Call it the innocence of youth or simply the logical next all-consuming step after X-Men, Spidermania, Batmania and Star Wars. But the resident 6-year-old in my house has a whole new pantheon of superheroes. They're called presidents. Great, good, mediocre and bad. Famous presidents. Forgettable presidents.
Disney World? Not on his radar screen. Instead, David is planning our next family trip to Kinderhook, N.Y., the birthplace of Martin Van Buren.Who would've thought it? We grown-ups wax cynical about the men in the Oval Office, picking apart the peccadilloes and predilections of presidents past and present. Not my David. You might as well tell him there is no deity.
I suppose I've been encouraging such benign beliefs with a collection of presidential plates from FDR to Jimmy Carter that hang on our kitchen wall, and by showing off other presidential memorabilia in my possession. But it's striking that at a time when the networks trumpet "The White House Under Siege" or "The Presidency in Crisis," all David wants to do on a day when there's no school is pay homage to presidents.
We do this, on a mild spring day, by driving down to the Lincoln and FDR memorials, stopping at the National Museum of American History exhibit on presidential campaigns, winding up on the downtown block where, in the presidential box at Ford's Theatre, Lincoln was shot and, the next morning in a house across the street, died.

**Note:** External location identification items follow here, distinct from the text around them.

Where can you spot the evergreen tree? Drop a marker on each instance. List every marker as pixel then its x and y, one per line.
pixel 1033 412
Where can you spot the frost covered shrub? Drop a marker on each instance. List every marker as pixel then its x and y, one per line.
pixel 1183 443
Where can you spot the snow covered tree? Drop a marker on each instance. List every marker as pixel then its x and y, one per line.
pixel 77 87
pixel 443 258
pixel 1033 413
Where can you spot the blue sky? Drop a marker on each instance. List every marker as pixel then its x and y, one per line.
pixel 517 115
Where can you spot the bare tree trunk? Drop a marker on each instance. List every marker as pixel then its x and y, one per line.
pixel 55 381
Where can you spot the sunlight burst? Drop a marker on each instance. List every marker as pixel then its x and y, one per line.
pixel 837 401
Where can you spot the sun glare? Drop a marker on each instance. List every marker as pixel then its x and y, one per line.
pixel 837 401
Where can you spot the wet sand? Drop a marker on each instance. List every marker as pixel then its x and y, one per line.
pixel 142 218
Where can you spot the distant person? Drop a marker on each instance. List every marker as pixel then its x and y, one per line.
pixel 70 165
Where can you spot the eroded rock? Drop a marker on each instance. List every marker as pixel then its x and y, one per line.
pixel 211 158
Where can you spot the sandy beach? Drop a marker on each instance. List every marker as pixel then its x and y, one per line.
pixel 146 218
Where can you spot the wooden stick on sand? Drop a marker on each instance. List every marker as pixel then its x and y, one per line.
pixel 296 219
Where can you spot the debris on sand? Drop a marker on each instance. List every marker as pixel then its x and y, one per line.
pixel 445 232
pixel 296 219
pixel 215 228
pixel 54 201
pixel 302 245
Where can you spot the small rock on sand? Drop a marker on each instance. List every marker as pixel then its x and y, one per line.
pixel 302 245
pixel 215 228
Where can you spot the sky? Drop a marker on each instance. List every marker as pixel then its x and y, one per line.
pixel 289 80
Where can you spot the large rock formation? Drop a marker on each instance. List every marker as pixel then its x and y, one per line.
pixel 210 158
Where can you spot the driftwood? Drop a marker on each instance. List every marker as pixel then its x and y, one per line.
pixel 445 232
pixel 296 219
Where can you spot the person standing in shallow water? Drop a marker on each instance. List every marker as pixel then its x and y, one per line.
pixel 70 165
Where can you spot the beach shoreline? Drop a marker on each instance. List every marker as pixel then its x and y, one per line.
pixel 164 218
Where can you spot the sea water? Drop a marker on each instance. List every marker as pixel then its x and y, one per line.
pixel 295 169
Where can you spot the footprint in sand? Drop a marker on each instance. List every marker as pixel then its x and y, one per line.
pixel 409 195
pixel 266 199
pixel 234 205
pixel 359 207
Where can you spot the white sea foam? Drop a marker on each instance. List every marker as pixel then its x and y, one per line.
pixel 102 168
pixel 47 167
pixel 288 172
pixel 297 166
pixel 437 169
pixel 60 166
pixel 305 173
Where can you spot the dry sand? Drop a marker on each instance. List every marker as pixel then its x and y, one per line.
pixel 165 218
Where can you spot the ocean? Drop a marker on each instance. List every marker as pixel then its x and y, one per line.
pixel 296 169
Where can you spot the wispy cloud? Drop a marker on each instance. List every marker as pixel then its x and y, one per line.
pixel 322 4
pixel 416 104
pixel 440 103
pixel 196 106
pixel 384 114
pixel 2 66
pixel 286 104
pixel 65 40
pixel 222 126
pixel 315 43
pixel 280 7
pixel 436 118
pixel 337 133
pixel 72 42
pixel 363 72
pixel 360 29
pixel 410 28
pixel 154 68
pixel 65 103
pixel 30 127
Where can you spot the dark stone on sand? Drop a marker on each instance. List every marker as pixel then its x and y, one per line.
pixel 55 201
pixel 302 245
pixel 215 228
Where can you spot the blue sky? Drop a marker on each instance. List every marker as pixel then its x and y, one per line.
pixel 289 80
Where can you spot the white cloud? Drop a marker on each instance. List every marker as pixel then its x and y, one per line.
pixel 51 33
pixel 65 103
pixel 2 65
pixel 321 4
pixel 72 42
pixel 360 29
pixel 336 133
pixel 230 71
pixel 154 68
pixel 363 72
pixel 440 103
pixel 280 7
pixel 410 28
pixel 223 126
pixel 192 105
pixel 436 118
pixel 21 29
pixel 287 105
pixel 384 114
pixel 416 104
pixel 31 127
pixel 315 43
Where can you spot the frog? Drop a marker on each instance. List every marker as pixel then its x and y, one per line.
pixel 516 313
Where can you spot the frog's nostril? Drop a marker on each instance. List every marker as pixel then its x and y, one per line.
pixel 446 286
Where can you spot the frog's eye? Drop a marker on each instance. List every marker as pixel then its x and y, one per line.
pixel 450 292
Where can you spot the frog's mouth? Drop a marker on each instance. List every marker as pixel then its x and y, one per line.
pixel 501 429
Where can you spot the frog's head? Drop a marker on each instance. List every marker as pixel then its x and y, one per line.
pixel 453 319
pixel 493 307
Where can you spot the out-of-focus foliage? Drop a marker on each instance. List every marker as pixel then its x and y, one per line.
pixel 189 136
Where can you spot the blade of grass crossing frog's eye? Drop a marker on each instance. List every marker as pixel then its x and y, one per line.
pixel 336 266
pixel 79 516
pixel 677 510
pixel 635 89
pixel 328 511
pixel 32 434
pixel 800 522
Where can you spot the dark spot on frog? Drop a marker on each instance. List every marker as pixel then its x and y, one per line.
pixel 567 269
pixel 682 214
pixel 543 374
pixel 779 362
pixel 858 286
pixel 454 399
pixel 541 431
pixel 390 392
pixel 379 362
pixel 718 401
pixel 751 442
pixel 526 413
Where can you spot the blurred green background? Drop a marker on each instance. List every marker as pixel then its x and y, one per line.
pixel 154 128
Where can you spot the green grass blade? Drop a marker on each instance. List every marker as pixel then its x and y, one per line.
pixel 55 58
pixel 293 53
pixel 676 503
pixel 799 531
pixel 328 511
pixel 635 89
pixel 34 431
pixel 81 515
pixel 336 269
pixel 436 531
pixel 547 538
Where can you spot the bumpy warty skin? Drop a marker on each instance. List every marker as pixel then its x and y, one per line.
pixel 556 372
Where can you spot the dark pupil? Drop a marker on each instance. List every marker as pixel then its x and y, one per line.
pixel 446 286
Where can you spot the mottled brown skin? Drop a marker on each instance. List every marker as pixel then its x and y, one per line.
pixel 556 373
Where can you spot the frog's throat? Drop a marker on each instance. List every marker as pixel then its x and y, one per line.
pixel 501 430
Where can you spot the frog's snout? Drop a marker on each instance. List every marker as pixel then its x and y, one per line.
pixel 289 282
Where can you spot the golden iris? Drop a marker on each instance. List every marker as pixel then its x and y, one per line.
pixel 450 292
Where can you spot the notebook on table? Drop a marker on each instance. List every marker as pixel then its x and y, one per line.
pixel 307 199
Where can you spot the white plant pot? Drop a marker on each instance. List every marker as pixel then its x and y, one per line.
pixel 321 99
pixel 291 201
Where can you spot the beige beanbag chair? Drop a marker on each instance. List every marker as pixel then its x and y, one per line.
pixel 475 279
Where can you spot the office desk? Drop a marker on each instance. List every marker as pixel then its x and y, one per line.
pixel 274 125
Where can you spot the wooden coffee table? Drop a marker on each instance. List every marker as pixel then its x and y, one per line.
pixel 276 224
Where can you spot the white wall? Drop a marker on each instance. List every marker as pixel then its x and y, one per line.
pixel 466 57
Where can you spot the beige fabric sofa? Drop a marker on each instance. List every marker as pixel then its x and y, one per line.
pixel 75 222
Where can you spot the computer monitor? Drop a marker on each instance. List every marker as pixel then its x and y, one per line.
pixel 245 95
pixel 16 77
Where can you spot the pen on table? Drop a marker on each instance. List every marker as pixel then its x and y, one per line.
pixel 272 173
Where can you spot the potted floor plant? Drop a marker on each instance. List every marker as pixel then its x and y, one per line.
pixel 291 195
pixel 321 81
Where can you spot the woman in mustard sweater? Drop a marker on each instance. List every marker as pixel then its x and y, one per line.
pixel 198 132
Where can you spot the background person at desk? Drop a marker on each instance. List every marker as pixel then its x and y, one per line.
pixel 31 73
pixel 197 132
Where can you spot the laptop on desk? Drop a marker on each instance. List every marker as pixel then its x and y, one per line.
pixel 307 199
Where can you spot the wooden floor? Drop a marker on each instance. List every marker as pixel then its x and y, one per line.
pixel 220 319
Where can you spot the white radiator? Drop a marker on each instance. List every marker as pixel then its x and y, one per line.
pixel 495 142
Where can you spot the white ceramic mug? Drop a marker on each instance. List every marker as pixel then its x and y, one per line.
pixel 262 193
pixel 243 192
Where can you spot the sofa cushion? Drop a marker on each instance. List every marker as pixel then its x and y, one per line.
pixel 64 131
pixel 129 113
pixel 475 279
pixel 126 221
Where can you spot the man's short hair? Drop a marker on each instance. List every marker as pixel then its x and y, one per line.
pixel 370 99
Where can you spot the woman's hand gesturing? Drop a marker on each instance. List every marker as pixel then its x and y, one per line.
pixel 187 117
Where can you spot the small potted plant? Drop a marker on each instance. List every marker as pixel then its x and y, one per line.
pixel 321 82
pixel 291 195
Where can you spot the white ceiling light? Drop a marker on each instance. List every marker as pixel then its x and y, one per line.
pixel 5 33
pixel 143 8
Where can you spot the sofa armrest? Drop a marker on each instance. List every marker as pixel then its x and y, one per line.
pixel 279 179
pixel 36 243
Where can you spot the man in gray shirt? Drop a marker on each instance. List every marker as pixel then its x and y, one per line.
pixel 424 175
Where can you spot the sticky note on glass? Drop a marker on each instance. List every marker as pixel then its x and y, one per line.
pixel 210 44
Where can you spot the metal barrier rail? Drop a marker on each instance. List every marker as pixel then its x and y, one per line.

The FDR Memorial is a maze of tablets and tableaux. FDR does not appear until the stone labyrinth reaches the third term. Demands David: "I want to see FDR. Where's Franklin D. Roosevelt. We want to see Franklin. Franklin Delano Roosevelt, we want you."
En route to The Man, David joins a stationary second term bread line, a photo op for dad. Prosperity is right around the corner, and so is Franklin. He is seated, sort of staring into the distance. Families pose. Cameras click. "Daddy, there he is," David says.
Next to FDR sits Fala, his Scotch-terrier pooch. But where is Eleanor? The first lady is next, but not as FDR's social conscience and chief lobbyist for the downtrodden. In the politically correct '90s, Eleanor cannot stand by her man. She must stand alone, statuarily speaking, identified not as a presidential spouse but as the postwar first U.S. delegate to the United Nations.